The reactions to The DivisionBell will be mainly of reject.
The Division Bell will be at its best considered a patchwork of "already done&heard" stuff.
That's true, in many ways.
But does this mean this is a record that cannot be loved?
Does this mean there's nothing in it that can result mattering, or pleasant, or that cannot drive anybody to deep thoughts
or wishes?
My answer to this came when I firstly heard High Hopes.
My answer to this debate was then, and still nowadays, that music
is such a beautiful entity that heart can be blessed through it in always new, precious, intense ways.
Music is a gift.
And so to me sounds The Division Bell.
I won't be taken as a purist of Pinky?
It hurts a bit but... I have to be true to what my heart does feel
when I listen to this record.
And my heart is joyful, my heart pulses, my heart reacts to this
bunches of songs. That's it. I cannot deny that.
I like Poles Apart , its charme and I respect the fact it's again a tribute to Syd. I have
heard dozens of Floyd fans say with a raging tone they couldn't accept their constant reminding in their music to Syd... I
tried to understand why they were asking for the band forgettin what can't be forgotten.
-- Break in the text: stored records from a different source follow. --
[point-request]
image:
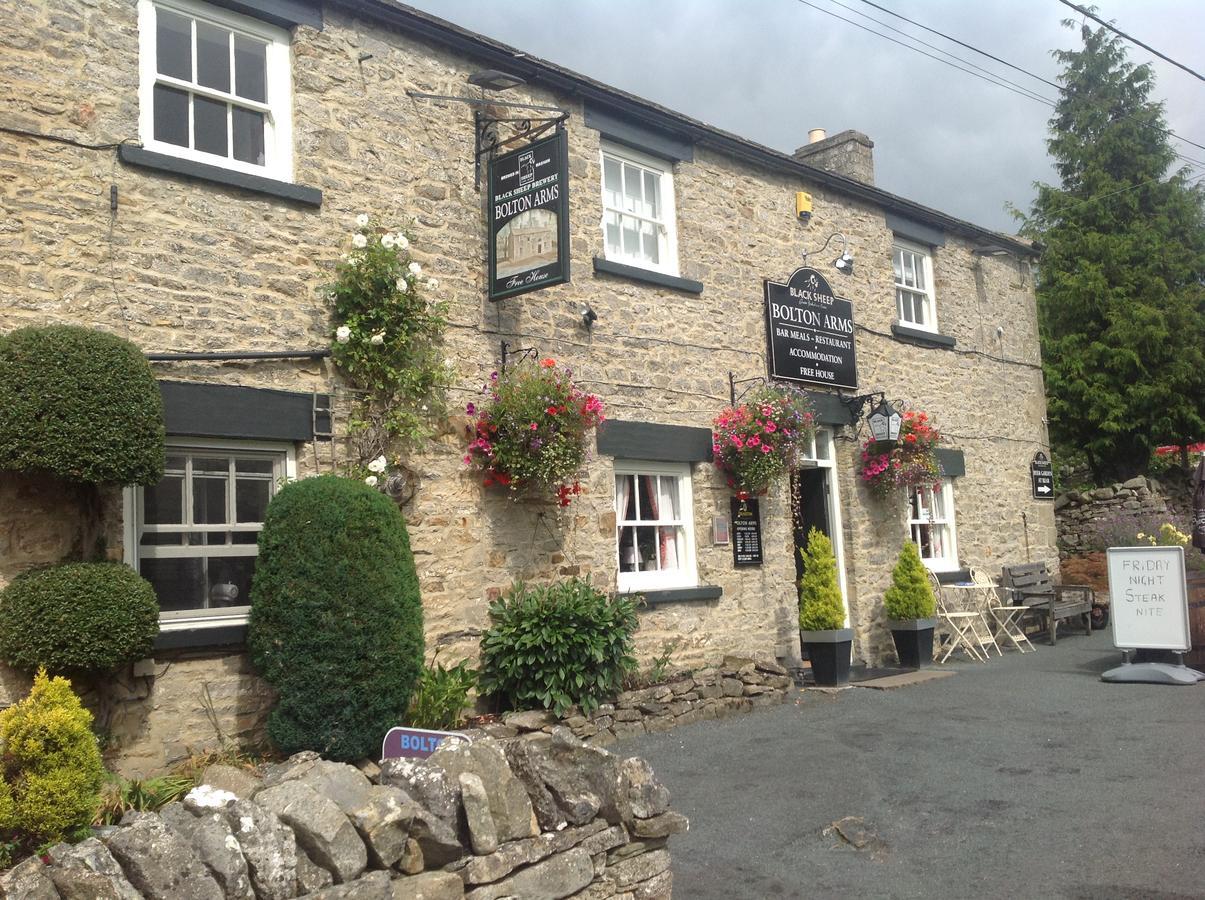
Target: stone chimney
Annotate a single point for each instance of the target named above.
(848, 153)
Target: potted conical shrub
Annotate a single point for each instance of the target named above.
(822, 613)
(910, 609)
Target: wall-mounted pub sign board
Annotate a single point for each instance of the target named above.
(1041, 476)
(810, 331)
(746, 531)
(529, 217)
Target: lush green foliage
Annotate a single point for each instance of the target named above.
(533, 429)
(756, 442)
(910, 594)
(50, 765)
(820, 593)
(81, 405)
(558, 646)
(336, 619)
(1121, 298)
(441, 695)
(388, 337)
(77, 617)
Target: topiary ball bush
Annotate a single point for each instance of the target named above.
(336, 619)
(910, 595)
(77, 617)
(50, 766)
(556, 646)
(81, 405)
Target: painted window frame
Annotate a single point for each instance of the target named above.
(927, 295)
(133, 511)
(666, 224)
(687, 574)
(947, 523)
(278, 88)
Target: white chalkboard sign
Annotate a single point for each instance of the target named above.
(1148, 600)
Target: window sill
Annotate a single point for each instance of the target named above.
(217, 175)
(233, 635)
(646, 275)
(680, 595)
(922, 337)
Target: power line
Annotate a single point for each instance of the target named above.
(1132, 40)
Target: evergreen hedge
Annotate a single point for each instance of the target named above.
(81, 405)
(336, 619)
(77, 617)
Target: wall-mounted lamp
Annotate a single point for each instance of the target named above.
(844, 263)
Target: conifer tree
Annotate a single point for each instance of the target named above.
(1121, 299)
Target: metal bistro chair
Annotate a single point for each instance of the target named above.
(1005, 616)
(958, 625)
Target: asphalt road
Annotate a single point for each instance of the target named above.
(1022, 777)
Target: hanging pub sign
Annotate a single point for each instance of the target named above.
(746, 531)
(1041, 475)
(529, 217)
(810, 331)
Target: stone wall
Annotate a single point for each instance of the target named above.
(542, 816)
(187, 265)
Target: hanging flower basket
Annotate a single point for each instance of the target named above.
(910, 463)
(759, 440)
(532, 430)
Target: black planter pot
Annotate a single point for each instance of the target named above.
(913, 641)
(829, 656)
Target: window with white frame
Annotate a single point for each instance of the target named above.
(654, 531)
(638, 210)
(215, 87)
(194, 534)
(932, 522)
(912, 264)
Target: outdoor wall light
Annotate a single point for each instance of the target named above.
(844, 263)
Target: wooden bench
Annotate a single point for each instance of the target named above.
(1030, 584)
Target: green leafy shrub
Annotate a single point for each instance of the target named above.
(77, 617)
(50, 765)
(336, 621)
(557, 646)
(820, 594)
(910, 595)
(80, 404)
(441, 695)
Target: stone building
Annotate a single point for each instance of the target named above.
(150, 193)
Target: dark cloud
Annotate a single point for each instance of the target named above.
(770, 70)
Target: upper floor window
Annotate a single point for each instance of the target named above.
(915, 303)
(638, 210)
(215, 87)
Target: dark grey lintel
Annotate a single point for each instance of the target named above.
(681, 595)
(636, 274)
(920, 336)
(217, 175)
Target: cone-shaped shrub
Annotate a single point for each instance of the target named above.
(820, 594)
(910, 595)
(336, 621)
(81, 405)
(50, 765)
(77, 617)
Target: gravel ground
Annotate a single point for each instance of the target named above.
(1022, 777)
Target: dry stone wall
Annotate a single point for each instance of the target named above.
(540, 816)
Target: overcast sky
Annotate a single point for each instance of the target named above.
(770, 70)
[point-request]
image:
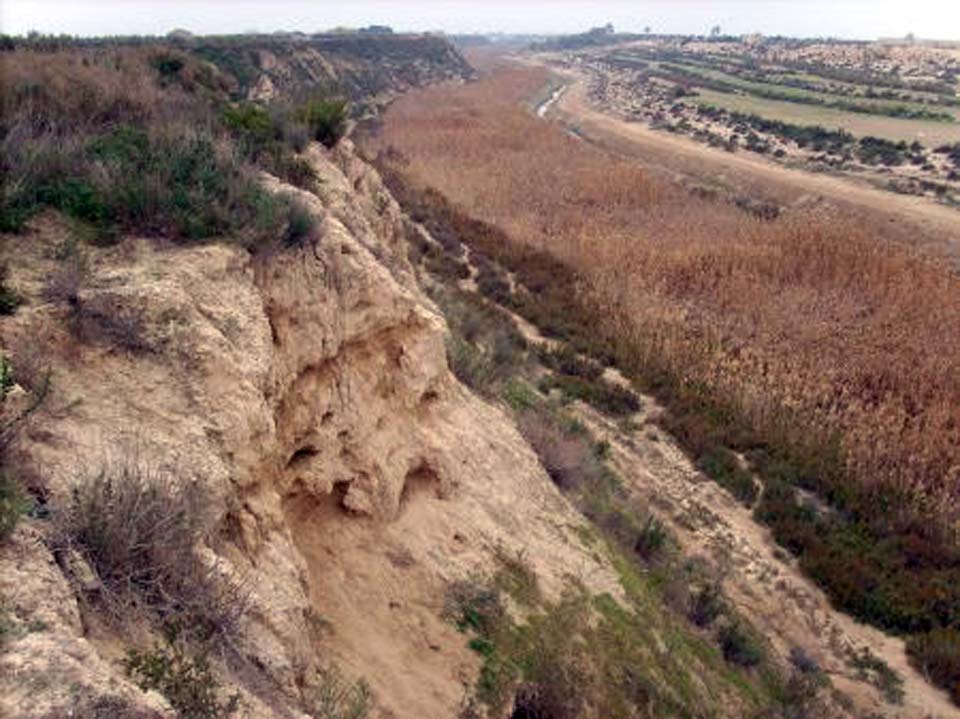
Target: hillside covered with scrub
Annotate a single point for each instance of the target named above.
(291, 429)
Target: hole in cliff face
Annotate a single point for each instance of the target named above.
(274, 337)
(301, 456)
(420, 482)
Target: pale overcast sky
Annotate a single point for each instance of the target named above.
(836, 18)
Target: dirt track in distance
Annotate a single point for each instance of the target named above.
(906, 218)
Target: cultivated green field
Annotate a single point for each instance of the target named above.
(928, 132)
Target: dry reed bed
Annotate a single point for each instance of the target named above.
(820, 316)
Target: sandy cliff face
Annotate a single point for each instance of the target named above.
(307, 389)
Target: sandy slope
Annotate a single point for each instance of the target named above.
(764, 583)
(904, 217)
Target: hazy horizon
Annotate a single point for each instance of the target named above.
(861, 19)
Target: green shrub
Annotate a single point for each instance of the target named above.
(604, 396)
(476, 604)
(13, 505)
(182, 676)
(326, 119)
(707, 604)
(652, 539)
(167, 65)
(937, 655)
(872, 668)
(301, 225)
(739, 646)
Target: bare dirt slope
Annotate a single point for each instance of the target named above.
(352, 478)
(910, 218)
(764, 583)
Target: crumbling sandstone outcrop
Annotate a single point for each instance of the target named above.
(308, 390)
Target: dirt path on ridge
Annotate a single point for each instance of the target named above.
(763, 582)
(907, 218)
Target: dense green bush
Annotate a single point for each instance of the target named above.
(937, 655)
(9, 300)
(326, 119)
(182, 675)
(739, 646)
(13, 505)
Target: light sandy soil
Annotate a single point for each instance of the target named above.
(902, 217)
(764, 583)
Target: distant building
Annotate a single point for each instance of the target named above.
(604, 30)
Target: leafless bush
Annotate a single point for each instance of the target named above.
(567, 457)
(337, 697)
(115, 320)
(137, 529)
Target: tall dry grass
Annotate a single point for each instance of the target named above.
(806, 324)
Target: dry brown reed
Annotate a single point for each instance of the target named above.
(816, 316)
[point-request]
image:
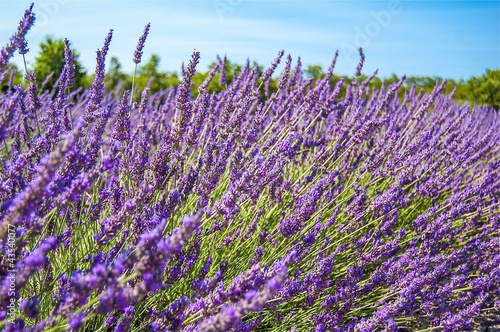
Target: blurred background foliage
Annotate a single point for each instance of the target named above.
(482, 90)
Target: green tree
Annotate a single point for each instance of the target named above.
(314, 71)
(150, 71)
(51, 60)
(9, 77)
(484, 90)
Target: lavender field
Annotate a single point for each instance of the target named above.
(247, 209)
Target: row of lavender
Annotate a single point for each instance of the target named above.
(245, 210)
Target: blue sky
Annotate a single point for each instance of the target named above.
(454, 39)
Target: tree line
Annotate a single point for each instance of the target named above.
(481, 90)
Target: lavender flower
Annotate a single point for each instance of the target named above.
(140, 44)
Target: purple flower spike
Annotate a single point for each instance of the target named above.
(140, 44)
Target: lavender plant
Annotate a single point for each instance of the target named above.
(246, 210)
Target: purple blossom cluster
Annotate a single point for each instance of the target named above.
(299, 208)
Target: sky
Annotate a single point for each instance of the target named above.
(449, 39)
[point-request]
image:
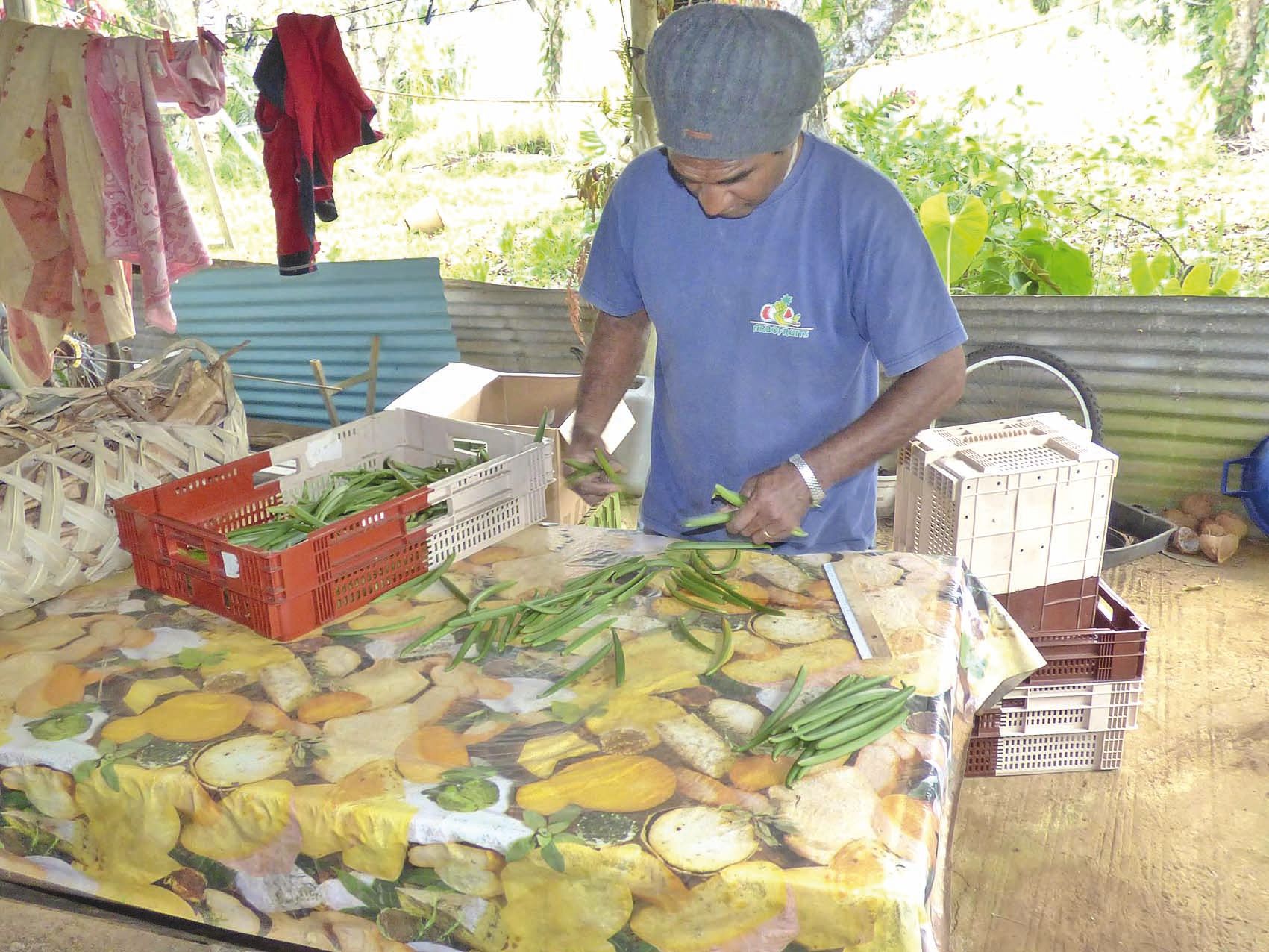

I couldn't find any mattering reason,
other than a stubborn blindness from the so called fans.
Could you ever be capable of erasing from your hearts or minds such a person, someone who has
so totally determined your life, your feelings.. your way to be?
Why should this person be apart from what you have of most personal to share, namely your music?
Why should you ask to musicians to be untrue to their own souls?
Either you are unfaithful to their right of expressivity, or in not good faith about that inspiration
might result..."overmade".
Well, I believe Pinky tributes to Syd are all true. I can see why they cannot erase him from
their inspirations. I consider this not only fair, but beautiful and meritory.
That's why I can keep see light in The Division Bell. That's why for me it was a record to
be done.
Music is a soul language, firstly and foremost: not just a cold performance about technique.
Pink keep have technique, but I don't see why they should lose their hearts for it.
I will always thank them, for being around still.
Also with this record. Which I like a lot.